= Lori Korzen =

Lori E. Korzen (née Abbott; born February, 1971) is a member of the New Hampshire House of Representatives, serving since 2024.

==Biography==
She was born as Lori E. Abbott in February, 1971. She is a foster parent, a mother of two children and a grandmother. She married Steven Korzen on September 6, 1997.

Korzen has worked as an advanced emergency medical technician and as a wilderness emergency medical technician. She is a small business owner. She has been involved with various dog rescue organizations, and has trained therapy dogs.

In 2022, Korzen ran for the New Hampshire House of Representatives in Coös County District 5, as a Republican. She faced Democrats Corinne Cascadden and Henry Noel, as well as Republican Gaston Gingues. Korzen came in third place with 1,361 votes, behind Noel and Cascadden.

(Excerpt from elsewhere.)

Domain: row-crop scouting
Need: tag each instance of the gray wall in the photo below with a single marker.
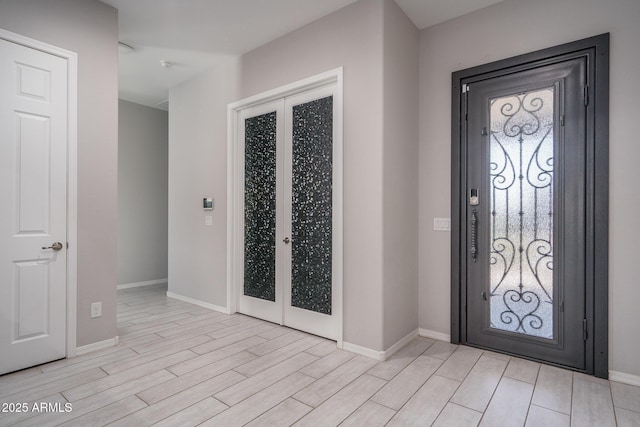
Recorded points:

In 2024, Korzen ran for the New Hampshire House of Representatives again, this time in Coös County District 7 as a Republican, against incumbent Democrat Eamon Kelley, who had been serving since 2022. Korzen won the race, receiving 3,421 votes to Kelley's 3,039 votes, or 53% to 47%.

Korzen was sworn in on December 4, 2024. As of 2025, she lives in Berlin, New Hampshire.

On February 20, 2025, Korzen voted ITL on NH HB56, which mandates that all firearm transfers in New Hampshire go through a licensed firearms dealer, ensuring background checks and record-keeping to prevent prohibited individuals from obtaining firearms.